Prince v. State

360 So. 2d 1161 | Fla. Dist. Ct. App. | 1978

Lead Opinion

CROSS, Judge.

Appellant, a juvenile, seeks reversal of an adjudication of guilt for the offense of escape and a sentence of confinement for three years. We reverse.

On July 24, 1974 appellant was arrested for certain felonies in Palm Beach County. At the time of her arrest, appellant was seventeen years of age. In due course, appellant was transferred from the custody of the West Palm Beach Police to the juvenile facilities known as the A. G. Holley Girls Detention Center in Lantana, Florida. The following day, July 25,1974, after hearing, the juvenile court entered an order of detention requiring appellant to be maintained under the supervision of the Division of Youth Services at the A. G. Holley Center.

Subsequently, appellant in the company of three other juveniles gained access to the main office at the Center, and thereupon proceeded to release the locking mechanism on the main door. The girls then fled the facility. At trial on the offense of escape, counsel for appellant moved for a judgment of acquittal on the grounds that appellant’s conduct did not constitute the crime of escape as charged in the information. This motion was denied. Subsequently, appellant was found guilty as charged by jury. After receiving a pre-sentence report, the court entered an adjudication of guilt to the crime of escape and sentenced appellant to three years confinement.

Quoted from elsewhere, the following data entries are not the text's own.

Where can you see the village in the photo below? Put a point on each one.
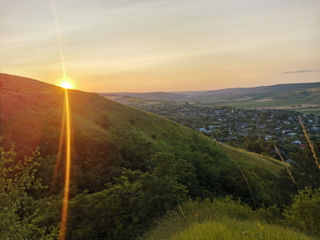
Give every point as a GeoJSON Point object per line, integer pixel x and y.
{"type": "Point", "coordinates": [231, 125]}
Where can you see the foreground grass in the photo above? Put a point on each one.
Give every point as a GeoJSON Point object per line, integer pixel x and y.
{"type": "Point", "coordinates": [237, 230]}
{"type": "Point", "coordinates": [222, 219]}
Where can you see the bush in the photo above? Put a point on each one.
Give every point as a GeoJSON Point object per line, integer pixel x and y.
{"type": "Point", "coordinates": [194, 212]}
{"type": "Point", "coordinates": [304, 213]}
{"type": "Point", "coordinates": [237, 230]}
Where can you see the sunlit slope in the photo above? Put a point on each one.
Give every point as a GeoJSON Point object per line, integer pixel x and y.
{"type": "Point", "coordinates": [108, 137]}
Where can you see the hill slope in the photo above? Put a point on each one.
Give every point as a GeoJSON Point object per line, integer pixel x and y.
{"type": "Point", "coordinates": [300, 96]}
{"type": "Point", "coordinates": [111, 133]}
{"type": "Point", "coordinates": [132, 164]}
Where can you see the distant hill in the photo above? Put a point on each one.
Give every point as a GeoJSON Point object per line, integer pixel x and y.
{"type": "Point", "coordinates": [300, 96]}
{"type": "Point", "coordinates": [113, 134]}
{"type": "Point", "coordinates": [128, 166]}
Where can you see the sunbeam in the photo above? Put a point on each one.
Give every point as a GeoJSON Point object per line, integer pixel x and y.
{"type": "Point", "coordinates": [60, 148]}
{"type": "Point", "coordinates": [66, 85]}
{"type": "Point", "coordinates": [64, 215]}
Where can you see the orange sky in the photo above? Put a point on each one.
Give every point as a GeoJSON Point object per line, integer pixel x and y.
{"type": "Point", "coordinates": [162, 45]}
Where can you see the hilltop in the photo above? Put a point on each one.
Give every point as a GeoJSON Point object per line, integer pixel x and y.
{"type": "Point", "coordinates": [119, 151]}
{"type": "Point", "coordinates": [303, 97]}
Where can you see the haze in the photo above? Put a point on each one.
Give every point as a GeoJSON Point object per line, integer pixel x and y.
{"type": "Point", "coordinates": [163, 45]}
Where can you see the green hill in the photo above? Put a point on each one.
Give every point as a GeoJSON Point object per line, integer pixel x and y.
{"type": "Point", "coordinates": [132, 164]}
{"type": "Point", "coordinates": [300, 96]}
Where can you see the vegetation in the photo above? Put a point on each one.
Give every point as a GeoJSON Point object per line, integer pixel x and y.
{"type": "Point", "coordinates": [228, 219]}
{"type": "Point", "coordinates": [21, 213]}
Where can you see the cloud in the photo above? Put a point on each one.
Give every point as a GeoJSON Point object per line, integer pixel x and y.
{"type": "Point", "coordinates": [301, 71]}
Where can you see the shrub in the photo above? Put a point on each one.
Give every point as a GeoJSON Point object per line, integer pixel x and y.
{"type": "Point", "coordinates": [304, 213]}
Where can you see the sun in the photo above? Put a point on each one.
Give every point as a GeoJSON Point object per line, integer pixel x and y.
{"type": "Point", "coordinates": [66, 85]}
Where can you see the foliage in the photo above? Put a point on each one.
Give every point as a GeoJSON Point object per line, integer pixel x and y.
{"type": "Point", "coordinates": [125, 208]}
{"type": "Point", "coordinates": [19, 210]}
{"type": "Point", "coordinates": [230, 229]}
{"type": "Point", "coordinates": [304, 213]}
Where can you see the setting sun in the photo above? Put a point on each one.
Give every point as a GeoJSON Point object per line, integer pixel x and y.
{"type": "Point", "coordinates": [66, 85]}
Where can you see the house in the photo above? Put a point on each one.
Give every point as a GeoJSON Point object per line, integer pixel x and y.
{"type": "Point", "coordinates": [297, 142]}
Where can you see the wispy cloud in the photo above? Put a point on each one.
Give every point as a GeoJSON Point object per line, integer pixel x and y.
{"type": "Point", "coordinates": [301, 71]}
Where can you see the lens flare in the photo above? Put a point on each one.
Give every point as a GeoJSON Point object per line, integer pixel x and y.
{"type": "Point", "coordinates": [66, 85]}
{"type": "Point", "coordinates": [68, 168]}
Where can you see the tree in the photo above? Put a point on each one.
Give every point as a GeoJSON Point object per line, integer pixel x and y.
{"type": "Point", "coordinates": [19, 210]}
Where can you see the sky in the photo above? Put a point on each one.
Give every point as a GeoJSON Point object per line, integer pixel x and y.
{"type": "Point", "coordinates": [161, 45]}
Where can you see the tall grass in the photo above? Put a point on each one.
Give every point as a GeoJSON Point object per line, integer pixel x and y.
{"type": "Point", "coordinates": [286, 165]}
{"type": "Point", "coordinates": [230, 229]}
{"type": "Point", "coordinates": [221, 219]}
{"type": "Point", "coordinates": [314, 154]}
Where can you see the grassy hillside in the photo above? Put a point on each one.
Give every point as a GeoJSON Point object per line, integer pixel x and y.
{"type": "Point", "coordinates": [223, 219]}
{"type": "Point", "coordinates": [131, 165]}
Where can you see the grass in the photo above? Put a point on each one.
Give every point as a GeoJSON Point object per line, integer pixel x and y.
{"type": "Point", "coordinates": [221, 219]}
{"type": "Point", "coordinates": [237, 230]}
{"type": "Point", "coordinates": [241, 156]}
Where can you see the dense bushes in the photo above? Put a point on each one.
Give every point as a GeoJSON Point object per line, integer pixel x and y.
{"type": "Point", "coordinates": [20, 210]}
{"type": "Point", "coordinates": [304, 213]}
{"type": "Point", "coordinates": [228, 219]}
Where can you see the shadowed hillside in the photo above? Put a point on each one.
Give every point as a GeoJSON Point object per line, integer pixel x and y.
{"type": "Point", "coordinates": [119, 147]}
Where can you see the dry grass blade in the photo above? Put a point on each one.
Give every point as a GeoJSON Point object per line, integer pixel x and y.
{"type": "Point", "coordinates": [309, 142]}
{"type": "Point", "coordinates": [288, 169]}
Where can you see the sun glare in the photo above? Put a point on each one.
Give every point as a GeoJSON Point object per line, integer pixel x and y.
{"type": "Point", "coordinates": [66, 85]}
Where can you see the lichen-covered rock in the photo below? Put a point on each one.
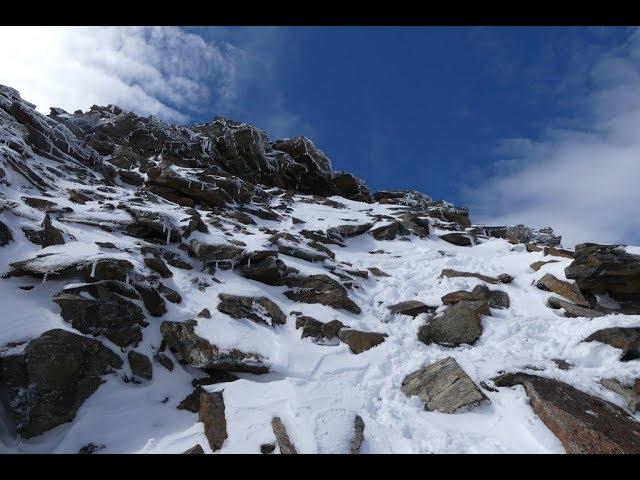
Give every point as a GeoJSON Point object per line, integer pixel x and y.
{"type": "Point", "coordinates": [52, 377]}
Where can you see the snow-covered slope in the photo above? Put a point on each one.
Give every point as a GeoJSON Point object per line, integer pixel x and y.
{"type": "Point", "coordinates": [98, 178]}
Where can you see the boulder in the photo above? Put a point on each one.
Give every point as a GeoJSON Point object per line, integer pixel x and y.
{"type": "Point", "coordinates": [211, 414]}
{"type": "Point", "coordinates": [360, 341]}
{"type": "Point", "coordinates": [319, 289]}
{"type": "Point", "coordinates": [457, 238]}
{"type": "Point", "coordinates": [583, 423]}
{"type": "Point", "coordinates": [443, 386]}
{"type": "Point", "coordinates": [258, 309]}
{"type": "Point", "coordinates": [606, 269]}
{"type": "Point", "coordinates": [49, 381]}
{"type": "Point", "coordinates": [140, 365]}
{"type": "Point", "coordinates": [282, 437]}
{"type": "Point", "coordinates": [626, 339]}
{"type": "Point", "coordinates": [103, 308]}
{"type": "Point", "coordinates": [199, 352]}
{"type": "Point", "coordinates": [459, 324]}
{"type": "Point", "coordinates": [565, 289]}
{"type": "Point", "coordinates": [410, 307]}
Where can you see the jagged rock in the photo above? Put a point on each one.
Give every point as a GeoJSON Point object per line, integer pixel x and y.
{"type": "Point", "coordinates": [447, 272]}
{"type": "Point", "coordinates": [359, 341]}
{"type": "Point", "coordinates": [572, 310]}
{"type": "Point", "coordinates": [358, 435]}
{"type": "Point", "coordinates": [279, 430]}
{"type": "Point", "coordinates": [457, 238]}
{"type": "Point", "coordinates": [410, 307]}
{"type": "Point", "coordinates": [195, 450]}
{"type": "Point", "coordinates": [52, 377]}
{"type": "Point", "coordinates": [349, 230]}
{"type": "Point", "coordinates": [258, 309]}
{"type": "Point", "coordinates": [583, 423]}
{"type": "Point", "coordinates": [390, 231]}
{"type": "Point", "coordinates": [158, 266]}
{"type": "Point", "coordinates": [626, 339]}
{"type": "Point", "coordinates": [376, 272]}
{"type": "Point", "coordinates": [458, 324]}
{"type": "Point", "coordinates": [103, 308]}
{"type": "Point", "coordinates": [140, 365]}
{"type": "Point", "coordinates": [565, 289]}
{"type": "Point", "coordinates": [6, 236]}
{"type": "Point", "coordinates": [164, 360]}
{"type": "Point", "coordinates": [319, 289]}
{"type": "Point", "coordinates": [606, 269]}
{"type": "Point", "coordinates": [51, 235]}
{"type": "Point", "coordinates": [211, 414]}
{"type": "Point", "coordinates": [443, 386]}
{"type": "Point", "coordinates": [535, 266]}
{"type": "Point", "coordinates": [496, 298]}
{"type": "Point", "coordinates": [199, 352]}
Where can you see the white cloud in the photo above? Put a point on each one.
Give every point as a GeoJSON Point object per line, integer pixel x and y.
{"type": "Point", "coordinates": [151, 70]}
{"type": "Point", "coordinates": [583, 181]}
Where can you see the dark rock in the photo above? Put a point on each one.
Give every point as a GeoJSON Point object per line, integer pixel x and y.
{"type": "Point", "coordinates": [319, 289]}
{"type": "Point", "coordinates": [195, 450]}
{"type": "Point", "coordinates": [158, 266]}
{"type": "Point", "coordinates": [103, 308]}
{"type": "Point", "coordinates": [258, 309]}
{"type": "Point", "coordinates": [51, 235]}
{"type": "Point", "coordinates": [359, 341]}
{"type": "Point", "coordinates": [164, 360]}
{"type": "Point", "coordinates": [457, 238]}
{"type": "Point", "coordinates": [410, 307]}
{"type": "Point", "coordinates": [52, 377]}
{"type": "Point", "coordinates": [583, 423]}
{"type": "Point", "coordinates": [140, 365]}
{"type": "Point", "coordinates": [626, 339]}
{"type": "Point", "coordinates": [443, 386]}
{"type": "Point", "coordinates": [199, 352]}
{"type": "Point", "coordinates": [459, 324]}
{"type": "Point", "coordinates": [279, 430]}
{"type": "Point", "coordinates": [211, 414]}
{"type": "Point", "coordinates": [358, 435]}
{"type": "Point", "coordinates": [565, 289]}
{"type": "Point", "coordinates": [606, 269]}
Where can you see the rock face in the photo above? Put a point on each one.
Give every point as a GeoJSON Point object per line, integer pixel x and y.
{"type": "Point", "coordinates": [211, 414]}
{"type": "Point", "coordinates": [459, 324]}
{"type": "Point", "coordinates": [584, 424]}
{"type": "Point", "coordinates": [359, 341]}
{"type": "Point", "coordinates": [103, 308]}
{"type": "Point", "coordinates": [443, 386]}
{"type": "Point", "coordinates": [626, 339]}
{"type": "Point", "coordinates": [52, 377]}
{"type": "Point", "coordinates": [198, 352]}
{"type": "Point", "coordinates": [606, 269]}
{"type": "Point", "coordinates": [258, 309]}
{"type": "Point", "coordinates": [564, 289]}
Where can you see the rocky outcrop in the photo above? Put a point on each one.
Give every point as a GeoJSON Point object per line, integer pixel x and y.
{"type": "Point", "coordinates": [443, 386]}
{"type": "Point", "coordinates": [199, 352]}
{"type": "Point", "coordinates": [258, 309]}
{"type": "Point", "coordinates": [52, 377]}
{"type": "Point", "coordinates": [583, 423]}
{"type": "Point", "coordinates": [459, 324]}
{"type": "Point", "coordinates": [606, 269]}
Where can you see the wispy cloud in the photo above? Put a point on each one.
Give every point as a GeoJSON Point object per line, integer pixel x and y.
{"type": "Point", "coordinates": [582, 175]}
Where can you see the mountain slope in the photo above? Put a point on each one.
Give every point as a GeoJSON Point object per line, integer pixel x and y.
{"type": "Point", "coordinates": [222, 257]}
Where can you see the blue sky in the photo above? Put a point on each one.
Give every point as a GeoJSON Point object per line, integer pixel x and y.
{"type": "Point", "coordinates": [504, 120]}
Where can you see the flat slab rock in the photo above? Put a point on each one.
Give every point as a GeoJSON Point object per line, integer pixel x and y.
{"type": "Point", "coordinates": [459, 324]}
{"type": "Point", "coordinates": [199, 352]}
{"type": "Point", "coordinates": [258, 309]}
{"type": "Point", "coordinates": [583, 423]}
{"type": "Point", "coordinates": [443, 386]}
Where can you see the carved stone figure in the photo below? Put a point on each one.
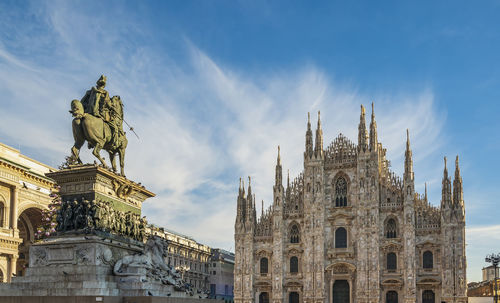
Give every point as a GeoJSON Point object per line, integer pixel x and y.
{"type": "Point", "coordinates": [153, 264]}
{"type": "Point", "coordinates": [88, 216]}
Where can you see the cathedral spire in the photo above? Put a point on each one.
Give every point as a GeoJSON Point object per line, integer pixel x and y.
{"type": "Point", "coordinates": [362, 133]}
{"type": "Point", "coordinates": [309, 143]}
{"type": "Point", "coordinates": [249, 194]}
{"type": "Point", "coordinates": [288, 179]}
{"type": "Point", "coordinates": [279, 174]}
{"type": "Point", "coordinates": [318, 149]}
{"type": "Point", "coordinates": [457, 186]}
{"type": "Point", "coordinates": [373, 132]}
{"type": "Point", "coordinates": [425, 195]}
{"type": "Point", "coordinates": [446, 188]}
{"type": "Point", "coordinates": [408, 158]}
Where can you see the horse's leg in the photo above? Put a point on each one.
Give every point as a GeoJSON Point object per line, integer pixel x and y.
{"type": "Point", "coordinates": [79, 140]}
{"type": "Point", "coordinates": [112, 156]}
{"type": "Point", "coordinates": [121, 154]}
{"type": "Point", "coordinates": [97, 153]}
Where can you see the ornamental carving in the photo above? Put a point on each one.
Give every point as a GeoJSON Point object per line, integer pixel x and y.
{"type": "Point", "coordinates": [38, 256]}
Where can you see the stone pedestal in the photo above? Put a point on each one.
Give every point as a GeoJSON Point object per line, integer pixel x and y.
{"type": "Point", "coordinates": [73, 265]}
{"type": "Point", "coordinates": [80, 262]}
{"type": "Point", "coordinates": [95, 183]}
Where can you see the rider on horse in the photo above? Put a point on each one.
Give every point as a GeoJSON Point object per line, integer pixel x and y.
{"type": "Point", "coordinates": [97, 103]}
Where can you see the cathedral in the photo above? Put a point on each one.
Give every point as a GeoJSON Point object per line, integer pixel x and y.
{"type": "Point", "coordinates": [348, 230]}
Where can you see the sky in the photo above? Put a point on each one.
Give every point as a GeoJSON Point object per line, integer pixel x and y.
{"type": "Point", "coordinates": [213, 87]}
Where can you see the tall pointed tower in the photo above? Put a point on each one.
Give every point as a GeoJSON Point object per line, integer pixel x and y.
{"type": "Point", "coordinates": [314, 212]}
{"type": "Point", "coordinates": [408, 225]}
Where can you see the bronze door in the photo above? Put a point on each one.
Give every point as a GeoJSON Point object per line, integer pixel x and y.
{"type": "Point", "coordinates": [391, 297]}
{"type": "Point", "coordinates": [341, 291]}
{"type": "Point", "coordinates": [428, 296]}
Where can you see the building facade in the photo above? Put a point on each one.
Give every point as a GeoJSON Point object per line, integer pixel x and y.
{"type": "Point", "coordinates": [347, 229]}
{"type": "Point", "coordinates": [187, 256]}
{"type": "Point", "coordinates": [221, 275]}
{"type": "Point", "coordinates": [24, 193]}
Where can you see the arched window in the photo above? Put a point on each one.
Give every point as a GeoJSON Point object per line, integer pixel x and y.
{"type": "Point", "coordinates": [340, 291]}
{"type": "Point", "coordinates": [428, 296]}
{"type": "Point", "coordinates": [340, 238]}
{"type": "Point", "coordinates": [391, 297]}
{"type": "Point", "coordinates": [428, 261]}
{"type": "Point", "coordinates": [2, 213]}
{"type": "Point", "coordinates": [264, 297]}
{"type": "Point", "coordinates": [391, 228]}
{"type": "Point", "coordinates": [294, 264]}
{"type": "Point", "coordinates": [340, 192]}
{"type": "Point", "coordinates": [263, 266]}
{"type": "Point", "coordinates": [294, 234]}
{"type": "Point", "coordinates": [293, 297]}
{"type": "Point", "coordinates": [392, 261]}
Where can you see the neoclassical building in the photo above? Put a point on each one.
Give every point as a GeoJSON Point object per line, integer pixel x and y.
{"type": "Point", "coordinates": [348, 230]}
{"type": "Point", "coordinates": [24, 193]}
{"type": "Point", "coordinates": [188, 256]}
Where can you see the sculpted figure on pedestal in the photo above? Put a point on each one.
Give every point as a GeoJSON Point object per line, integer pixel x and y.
{"type": "Point", "coordinates": [99, 121]}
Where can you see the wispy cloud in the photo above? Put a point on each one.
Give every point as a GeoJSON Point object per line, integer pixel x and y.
{"type": "Point", "coordinates": [202, 123]}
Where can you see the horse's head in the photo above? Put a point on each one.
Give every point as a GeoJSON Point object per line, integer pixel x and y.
{"type": "Point", "coordinates": [76, 108]}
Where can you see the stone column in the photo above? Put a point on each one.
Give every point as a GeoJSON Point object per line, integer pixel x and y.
{"type": "Point", "coordinates": [14, 204]}
{"type": "Point", "coordinates": [13, 263]}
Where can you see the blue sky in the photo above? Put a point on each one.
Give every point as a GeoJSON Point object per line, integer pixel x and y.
{"type": "Point", "coordinates": [212, 87]}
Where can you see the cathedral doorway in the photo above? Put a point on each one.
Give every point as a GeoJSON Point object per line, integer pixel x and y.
{"type": "Point", "coordinates": [428, 296]}
{"type": "Point", "coordinates": [341, 291]}
{"type": "Point", "coordinates": [391, 297]}
{"type": "Point", "coordinates": [293, 297]}
{"type": "Point", "coordinates": [28, 223]}
{"type": "Point", "coordinates": [264, 297]}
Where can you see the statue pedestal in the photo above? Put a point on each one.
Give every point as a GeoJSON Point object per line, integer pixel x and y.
{"type": "Point", "coordinates": [73, 265]}
{"type": "Point", "coordinates": [95, 183]}
{"type": "Point", "coordinates": [80, 262]}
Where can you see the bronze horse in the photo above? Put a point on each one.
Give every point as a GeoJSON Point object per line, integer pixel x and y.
{"type": "Point", "coordinates": [98, 134]}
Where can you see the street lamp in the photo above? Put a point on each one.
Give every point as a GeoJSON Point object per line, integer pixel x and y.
{"type": "Point", "coordinates": [494, 260]}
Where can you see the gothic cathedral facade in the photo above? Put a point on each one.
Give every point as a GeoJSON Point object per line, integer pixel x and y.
{"type": "Point", "coordinates": [348, 230]}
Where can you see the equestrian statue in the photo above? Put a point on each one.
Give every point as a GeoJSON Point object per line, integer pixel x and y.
{"type": "Point", "coordinates": [98, 119]}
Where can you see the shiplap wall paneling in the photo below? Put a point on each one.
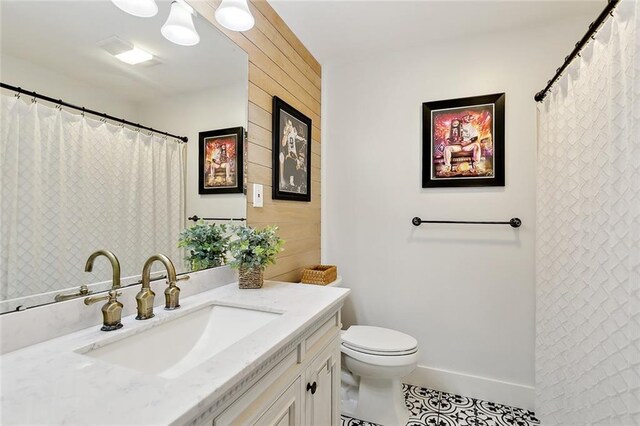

This appeal then followed.

Recently in the case of In Interest of F. G., a child, 349 So.2d 727 (Fla. 4th DCA 1977), this court determined, in view of the express language of Section 416.06, Florida Statutes,1 that a juvenile escaping from a county detention home could not be found guilty of the crime of escape under Section 944.40, Florida Statutes.2

Appellee points out that since the enactment of Chapter 959, Florida Statutes, such detention homes now fall directly under the authority of the Department of Health and Rehabilitative Services rather than under the auspices of the board of commissioners for the respective counties, as envisioned by *1163Chapter 416, Florida Statutes.3 Therefore, appellee urges that detention homes now fall within the purview of a state penal institution as that term is set forth in Section 944.40, Florida Statutes.

Appellee is correct in that the Department of Health and Rehabilitative Services now is authorized through its Division of Youth Services to direct the operation of detention services for children in Palm Beach County. See Section 959.022(2)(d), Florida Statutes. However, we are unable to find any evidence to indicate that the legislature intended through the enactment of ch. 959 to bring such detention facilities within the purview of Section 944.40, Florida Statutes. On the contrary, from the tenor of the provisions of ch. 959, it appears that it was the intent of the legislature to maintain the characterization of juvenile detention units as homes, rather than as penal institutions. For example, detention facilities utilized for detention care defined by ch. 959 are divided into two categories, a “secure facility” and a “non-secure facility.” Each is identified as a facility “for the temporary care of children pending adjudication or court disposition.” See Sections 959.001(4), (6), (8) and (9), Florida Statutes. Appellant at the time of her leaving detention was at such a detention facility. We determine that such a juvenile detention facility where juveniles are supervised pending disposition of the matters for which they were taken into custody do not fall within the definition of penal institutions as set forth in Section 944.40, Florida Statutes.

Accordingly, the judgment is reversed with directions to discharge the appellant, Georgia Mae Prince.

Reversed and remanded, with directions.

. Section 416.06, Florida Statutes, provides in relevant part:

“A detention home shall not be deemed to be, nor treated as a penal institution, but a home.”

. Section 944.40, Florida Statutes, provides:

“Any prisoner confined in any prison, jail, road camp, or other penal institution, state, county, or municipal, working upon public roads, or being transported to or from a place of confinement who escapes or attempts to escape from such confinement shall be guilty of a felony of the second degree . . . .”

. Section 959.022(4), Florida Statutes, provides:

“Nothing in this section shall be construed to abridge the powers granted local units of government in chapters 39 and 416 and other applicable provisions of law to operate detention programs, except that on the implementation date, the counties within the region where the state has assumed detention services shall lose the statutory authority to provide such services . . . . On said implementation date the statutory authority to provide operation of detention services in that region shall be transferred to and be vested in the department.”





Concurrence Opinion

LETTS and MOORE, Judges,

concurring specially with opinion:

We concur because all criminal statutes must be strictly construed and the wording of the applicable enactments leave us no alternative. However, the common dictionary definition of “detention” reads:

a holding in custody.

Likewise the definition of “escape” is:

a flight from confinement.

From these everyday common sense definitions we deduce that in enacting Section 944.40 the Legislature never intended to exclude those who escape from detention homes. Indeed we perceive no earthly reason why they should be so excluded. The tender years of the escapees may affect the manner of prosecution (or lack of it), the resulting adjudication and the punishment, but murder is ever murder, arson still is arson and escape remains escape. The legislature should correct this obvious failure to consider the effect that Section 416.06 would have upon Section 944.40.